It’s not every day you visit a Canberra cafe and see a cat on a leash sitting calmly with its owner. But Bandit is no ordinary cat. In fact, she’s among the first registered assistance cats in Australia.
Bandit’s owner, known by the nickname ‘Boat’, was close to retiring from a career in law enforcement and considering getting another cat after spending several years without any pets. A life-long animal lover, Boat was easily persuaded when a friend said she had some kittens she was fostering.
“So I got [Bandit], and as soon as I got her out into my place, her personality just blossomed,” Boat explained.
“She became very independent, very alert.”
Boat, who lives in Queanbeyan, started training her to go outside with him, which she immediately loved.
“We started adventuring around the place, going to markets and all those sorts of things.”
Boat also started taking Bandit with him to his medical appointments. He was diagnosed with PTSD as a result of the nature of his work and his psychiatrist noticed the positive impact animals have had on him throughout his life. It was soon recommended that he have a service animal to help him manage his PTSD. It was the role Bandit was born to play.

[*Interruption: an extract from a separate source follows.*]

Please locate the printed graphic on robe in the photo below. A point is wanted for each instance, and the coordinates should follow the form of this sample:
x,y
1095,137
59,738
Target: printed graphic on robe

“[The psychiatrist] said your pet has basically been your service animal for ages.”
Boat then started looking into how he could train her as a service animal, which involved fulfilling a number of criteria, including teaching her pressure therapy – a common therapy used to calm someone with anxiety by placing pressure on the body.
Boat went about trying to register Bandit as a service animal and soon discovered “none of them knew how to deal with anything apart from a dog”. He even found it wasn’t possible to get a patch printed for Bandit’s jackets to say she was an assistance animal – everything was designed just for dogs, so he had one custom-made.
He applied to register her with both the ACT and NSW governments. NSW was the first to approve, but only after two rejected applications.
The ACT application is still yet to be approved four months later, but he is hopeful there will be some movement soon. “I’ve been in communication backwards and forwards,” he said.
The obstacles Boat has faced only go to show that people aren’t used to the idea of a cat as a service animal, even though any animal can be an assistance animal under the Disability Discrimination Act. He’s only aware of one or two other registered assistance cats elsewhere in Australia.
“I think she’s definitely the first in NSW, and she’s definitely going to be the first in the ACT … and we believe she’s one of the first in the country.”
While Bandit is generally received well wherever she goes – “normally [people are] quite amazed first and foremost” – occasionally they come across situations where managers or security guards don’t react so positively or are uncertain how to respond to her, which he says is at least partly because “they’ve never seen anything like it before”.
“The thing with [Bandit] is a lot of the beauty about her and doing this sort of stuff is it changes people’s attitude, which is really good.”
But for the most part, Bandit is a much-loved visitor of many shops, cafes and markets in the Capital region. She also recently accompanied Boat to a concert in the city: “The musician was quite happy about it. He said, ‘She was quite attentive to me,’ and I was like, ‘Yeah, that’s cos she must have liked your music’.”
Boat hopes that by sharing his story, more people will be aware that it’s not just dogs that can be trained as service animals.
“[Bandit’s] a bit trailblazing in what she’s doing,” he said.
“I’m hoping that by going through these processes, it’s going to change how the government looks at it.”
He also wants more people to know it’s okay to admit they need support and to find ways to improve things, whether getting an assistance animal or seeking help in other ways.
“A lot of people who have other conditions, not just PTSD, that are quite severe and significant, they’d never try to figure out whether there is a way for them to actually get their cat – their best friend and their companion – to be officially recognised so they can take them to the club where they go, or to lunch, or wherever it may be.
“A lot of the times it’s men – men are really, really bad at it,” he admits, adding that Bandit has given him a reason to leave the house, eased his anxiety in social situations, and brought him joy by seeing how happy other people are when they see her.
“What I’ve discovered is that she brings so much of that to other people as well,” he said. “That’s a golden lining for me.”